Onion and Sweet Pepper Quiche

Here is a new and delicious recipe for all to try.  I have had some creative genius over the last week while I have been inside due to the snow storm.  Here is my latest creation - Onion and Sweet Pepper Quiche.


You will need - 1 tablespoon butter, 1 cup diced onion, 1 cup diced yellow, red or orange pepper (or a combination of all three to equal 1 cup), 3 extra large eggs, 1/3 cup heavy cream, 1/3 cup shredded Monterey Jack cheese, 1 ready to bake 9 inch pie crust.


Preheat oven to 375 degrees F (190 degrees C).  Over medium heat, melt butter in a large dutch oven.


Be certain the butter is completely melted but not browned.  We do not want the butter to brown.

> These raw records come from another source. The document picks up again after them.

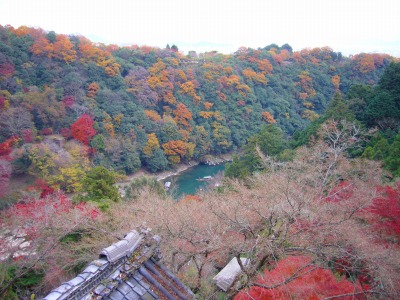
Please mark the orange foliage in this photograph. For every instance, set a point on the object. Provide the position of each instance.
(182, 115)
(102, 58)
(252, 75)
(310, 115)
(208, 105)
(168, 97)
(364, 62)
(308, 283)
(188, 89)
(206, 114)
(151, 145)
(175, 150)
(157, 67)
(63, 49)
(249, 73)
(92, 90)
(265, 66)
(221, 96)
(182, 75)
(152, 115)
(336, 82)
(266, 115)
(306, 84)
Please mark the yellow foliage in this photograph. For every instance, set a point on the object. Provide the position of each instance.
(151, 145)
(268, 117)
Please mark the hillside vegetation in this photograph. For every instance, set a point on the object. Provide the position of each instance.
(133, 106)
(311, 196)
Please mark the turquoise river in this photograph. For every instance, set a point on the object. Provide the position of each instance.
(187, 183)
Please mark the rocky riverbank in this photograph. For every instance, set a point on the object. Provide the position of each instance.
(211, 160)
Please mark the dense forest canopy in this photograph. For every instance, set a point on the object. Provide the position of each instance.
(312, 130)
(158, 107)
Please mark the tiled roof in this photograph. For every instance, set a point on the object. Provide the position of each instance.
(125, 273)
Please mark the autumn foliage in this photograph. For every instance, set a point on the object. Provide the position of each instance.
(295, 277)
(82, 130)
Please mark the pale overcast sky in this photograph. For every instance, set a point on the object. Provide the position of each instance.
(349, 26)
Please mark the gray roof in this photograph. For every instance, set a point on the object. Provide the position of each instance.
(229, 273)
(138, 275)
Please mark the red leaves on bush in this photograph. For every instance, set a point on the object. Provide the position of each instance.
(82, 130)
(5, 147)
(384, 213)
(294, 277)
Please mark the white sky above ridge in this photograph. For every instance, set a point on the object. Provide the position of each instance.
(348, 26)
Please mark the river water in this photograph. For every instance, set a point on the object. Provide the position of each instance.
(186, 183)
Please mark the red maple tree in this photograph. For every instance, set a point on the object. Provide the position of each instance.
(82, 130)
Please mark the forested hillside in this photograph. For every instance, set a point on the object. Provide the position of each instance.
(128, 107)
(312, 199)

Add diced onion and pepper and cook slowly, stirring occasionally.


Cook until onions and peppers are soft, 3-4 minutes.  Do not brown the onions and peppers.  Once they are translucent and the butter has been absorbed, remove from the heat.


In a glass bowl, add three extra-large eggs.  Cage free eggs if possible.  Or fresh eggs from a local farmer.


To the eggs add 1/3 cup heavy cream.


Whisk the eggs and cream thoroughly with a hand whisk.


Add 1/3 cup shredded Monterey Jack cheese.


Stir in completely.


Next we prepare the crust.  I love these Giant brand pie crusts which are rolled rather than folded.  I cannot tell you how much easier they are to work with than the folded style.  There are two pie crusts in each box individually wrapped in cellophane.  I take out the one I will be working with and let it come to room temperature.  If I am going to use the second crust within the week, I place it in the refrigerator.  If not, it goes into the freezer.


For this recipe I am using an 8" x 8" glass baking dish rather than the traditional 9" pie plate.  I placed the pie crust inside the baking dish and, using my fingers, conformed it to fit snugly inside the dish.


Using a butter knife, I cut around the outside of the baking dish leaving a very small amount of dough along the side of the baking dish.  I am not a fan of the crusts on most quiches.  I like a little on the bottom but usually there is too much crust for me, so I do it this way.


Spread sauteed onion and pepper mix in bottom of glass baking dish over the uncooked pie crust.


Pour egg and cheese mixture over the onions and peppers.  Bake in preheated oven for 30 minutes, or until eggs have set.


Straight from the oven, lovely golden and puffed.
And what do you get?  This most beautiful onion and sweet pepper quiche.  Let cool for 5-10 minutes.  It will deflate substantially.


To serve, we plated a square of quiche onto a small hors d'oeuvre plate which was first sprinkled with a dash of kosher salt and cracked black pepper.  I prefer this method of adding salt and pepper which really kicks up the flavor since no seasoning was added to the egg mixture.


On top, a dollop of sour cream and serving of caviar.  I like to add a little sour cream to any style quiche.  I do not always add caviar, but when I have it, I find it is a nice accompaniment.


You see here that with every bite you collect a little of the salt and cracked black pepper from the plate adding a delightful zing to this delicious quiche.

So there you have it.  A wonderful and delicious dish that you will be happy to serve to your family. Even your husband because, yes, ... real men DO eat quiche!!!!!